La periodista estadounidense Gwenda Blair es la autora del libro ‘The Trumps: Three Generations That Built An Empire’ (Los Trump: Tres generaciones que construyeron un imperio), actualizado en una reciente edición como ‘The Trumps: Three Generations of Builders and a Presidential Candidate’ (Tres generaciones de constructores y un candidato a la presidencia), donde investiga el origen de este linaje y sus negocios durante tres generaciones en los que se incluye claro está el proxenetismo y la prostitución como fuentes de origen de la fortuna Trump. El sucesor republicano del demócrata Barack Obama nunca ha querido hablar de este capítulo familiar. El destino es caprichoso. En 1885 llegaba a la Casa Blanca el demócrata Grover Cleveland, un presidente atípico por ser el único que ha tenido dos mandatos no consecutivos, que además vetó una ley que pretendía restringir la entrada de extranjeros al país. Aquel mismo año arribaba a la joven nación un inmigrante alemán de 16 años llamado Friedrich Drumpf.

Traía sólo una maleta y no sabía una palabra de inglés, pero su talento innato le llevó a cumplir el sueño americano y levantar un imperio económico, regentando hoteles y restaurantes que funcionaron como prostíbulos durante la fiebre del oro. Amasó una fortuna y regresó a su patria con la intención de quedarse para siempre, pero el gobierno germano le expulsó por eludir el servicio militar obligatorio. Aquella decisión cambiaría el rumbo de la historia. Más de 130 años después, otro presidente poco común acaba de tomar  tomó el mando del Despacho Oval y, en este caso, estamos ante un obsesivo compulsivo por  cerrar las fronteras y levantar miles de kilómetros de muros: Donald, su nieto.

La presencia de la saga Trump en estas tierras ha sido de todo menos discreta y convencional desde que pisaran por primera vez el nuevo mundo. Al pasado del abuelo se suma el del padre, Fred Jr., que recientemente llegó a ser vinculado con los grupos del Ku Klux Klan de los años 20 de Nueva York. Pero para narrar la historia de esta estirpe, debemos primero viajar a su lugar de origen, una pequeña aldea rodeada de viñedos en la región germana del Palatinado. Gwenda Blair investiga el origen de este linaje y sus negocios durante tres generaciones. Friedrich, el abuelo del nuevo presidente de EE UU, vivía con sus padres, Christian Johannes Drumpf y Katharina Kober, dos vendimiadores que se ganaban la vida recolectando la uva, en Kallstadt, un apacible pueblecito germano cuya tradición vitivinícola data del Imperio Romano.
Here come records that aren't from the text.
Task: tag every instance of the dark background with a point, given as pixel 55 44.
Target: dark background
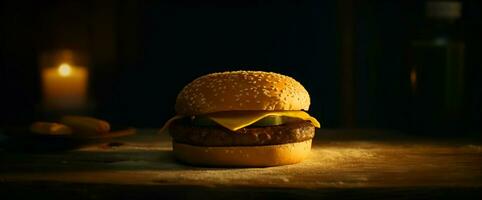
pixel 350 55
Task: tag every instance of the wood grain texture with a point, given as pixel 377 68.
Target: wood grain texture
pixel 348 163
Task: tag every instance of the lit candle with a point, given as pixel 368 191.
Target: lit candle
pixel 65 87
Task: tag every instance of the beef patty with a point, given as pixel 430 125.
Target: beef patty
pixel 183 131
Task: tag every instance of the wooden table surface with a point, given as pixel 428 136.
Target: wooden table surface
pixel 349 164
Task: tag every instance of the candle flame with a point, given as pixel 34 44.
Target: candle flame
pixel 64 70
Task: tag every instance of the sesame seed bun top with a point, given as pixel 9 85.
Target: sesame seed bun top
pixel 241 90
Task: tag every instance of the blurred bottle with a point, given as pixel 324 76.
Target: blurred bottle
pixel 436 70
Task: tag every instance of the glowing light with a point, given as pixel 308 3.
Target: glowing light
pixel 413 79
pixel 64 70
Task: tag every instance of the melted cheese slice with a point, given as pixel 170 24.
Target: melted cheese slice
pixel 235 120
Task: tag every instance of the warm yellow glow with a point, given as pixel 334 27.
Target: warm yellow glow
pixel 64 70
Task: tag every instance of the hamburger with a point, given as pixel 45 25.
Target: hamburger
pixel 242 119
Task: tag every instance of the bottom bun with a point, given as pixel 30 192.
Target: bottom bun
pixel 243 156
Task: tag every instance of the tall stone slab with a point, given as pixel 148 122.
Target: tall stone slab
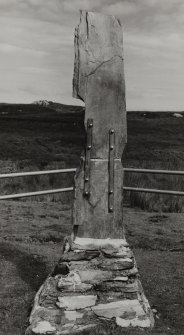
pixel 99 82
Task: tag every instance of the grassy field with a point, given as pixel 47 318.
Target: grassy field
pixel 34 138
pixel 31 236
pixel 32 231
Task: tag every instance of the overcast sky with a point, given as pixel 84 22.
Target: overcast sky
pixel 37 54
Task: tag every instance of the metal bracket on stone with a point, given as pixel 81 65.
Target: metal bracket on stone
pixel 88 157
pixel 111 171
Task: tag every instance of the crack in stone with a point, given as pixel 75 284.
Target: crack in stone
pixel 104 62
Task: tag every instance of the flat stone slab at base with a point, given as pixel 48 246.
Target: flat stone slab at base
pixel 92 293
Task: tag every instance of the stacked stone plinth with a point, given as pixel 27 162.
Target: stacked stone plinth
pixel 95 282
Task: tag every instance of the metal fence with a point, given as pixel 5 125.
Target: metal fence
pixel 152 190
pixel 69 189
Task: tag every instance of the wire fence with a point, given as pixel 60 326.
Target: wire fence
pixel 73 170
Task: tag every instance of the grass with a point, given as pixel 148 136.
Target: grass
pixel 51 138
pixel 31 236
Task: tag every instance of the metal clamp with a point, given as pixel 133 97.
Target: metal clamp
pixel 111 171
pixel 88 157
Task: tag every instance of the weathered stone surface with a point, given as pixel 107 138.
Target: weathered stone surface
pixel 120 253
pixel 76 302
pixel 124 279
pixel 119 309
pixel 73 315
pixel 135 322
pixel 99 81
pixel 98 244
pixel 72 283
pixel 80 255
pixel 117 286
pixel 116 264
pixel 99 78
pixel 95 276
pixel 44 327
pixel 60 268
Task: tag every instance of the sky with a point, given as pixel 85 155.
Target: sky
pixel 37 50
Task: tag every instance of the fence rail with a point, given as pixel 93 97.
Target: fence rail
pixel 35 173
pixel 153 190
pixel 68 189
pixel 171 172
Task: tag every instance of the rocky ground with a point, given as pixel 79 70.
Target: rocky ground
pixel 31 237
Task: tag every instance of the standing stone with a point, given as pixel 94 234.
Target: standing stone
pixel 99 82
pixel 96 285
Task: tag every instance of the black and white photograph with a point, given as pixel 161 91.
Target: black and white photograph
pixel 91 167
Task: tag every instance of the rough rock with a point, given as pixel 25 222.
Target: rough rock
pixel 72 283
pixel 79 255
pixel 44 327
pixel 99 82
pixel 76 302
pixel 119 308
pixel 98 244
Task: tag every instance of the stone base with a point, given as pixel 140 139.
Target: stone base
pixel 95 284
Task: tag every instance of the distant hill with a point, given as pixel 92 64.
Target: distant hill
pixel 41 107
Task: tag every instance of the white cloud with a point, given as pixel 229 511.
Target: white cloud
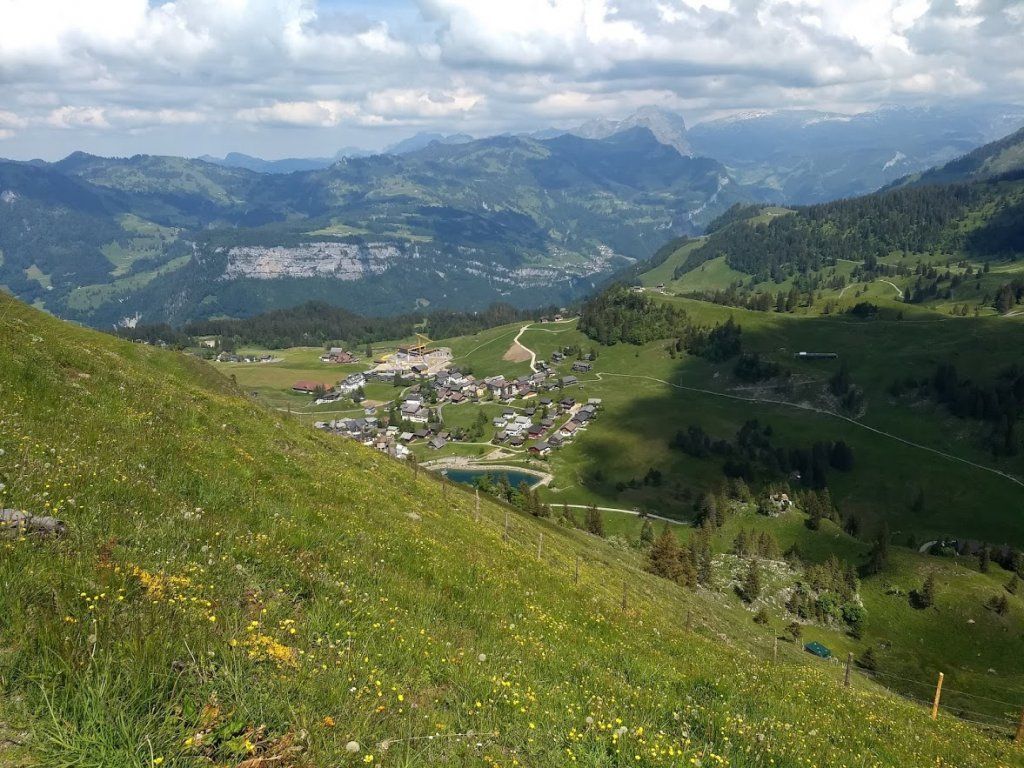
pixel 194 71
Tras una larga enfermedad, su padre, el bisabuelo Christian, moría en 1877 con 48 años, dejando a la familia en la ruina. Sus cinco hermanos se pusieron a trabajar en el campo, pero la salud de Friedrich era tan endeble para afrontar aquella faena que, con sólo 14 años, en 1883, lo mandaron a la localidad vecina de Frankenthal para trabajar como aprendiz de peluquero. Cuando aprendió el oficio, tras dos intensos años, volvió a su pueblo natal. Allí, este joven, ya con 16, se dio cuenta de que aspiraba a algo que la vieja Europa ya no podía darle, riqueza. Además, hasta Baviera llegaban entonces los cantos de sirenas de una nueva tierra de oportunidades que se abría paso al otro lado del Atlántico. De modo que una noche, sin avisar, cogió la maleta, dejó una nota a su madre y se encaminó a Bremen, donde embarcó rumbo a EE UU.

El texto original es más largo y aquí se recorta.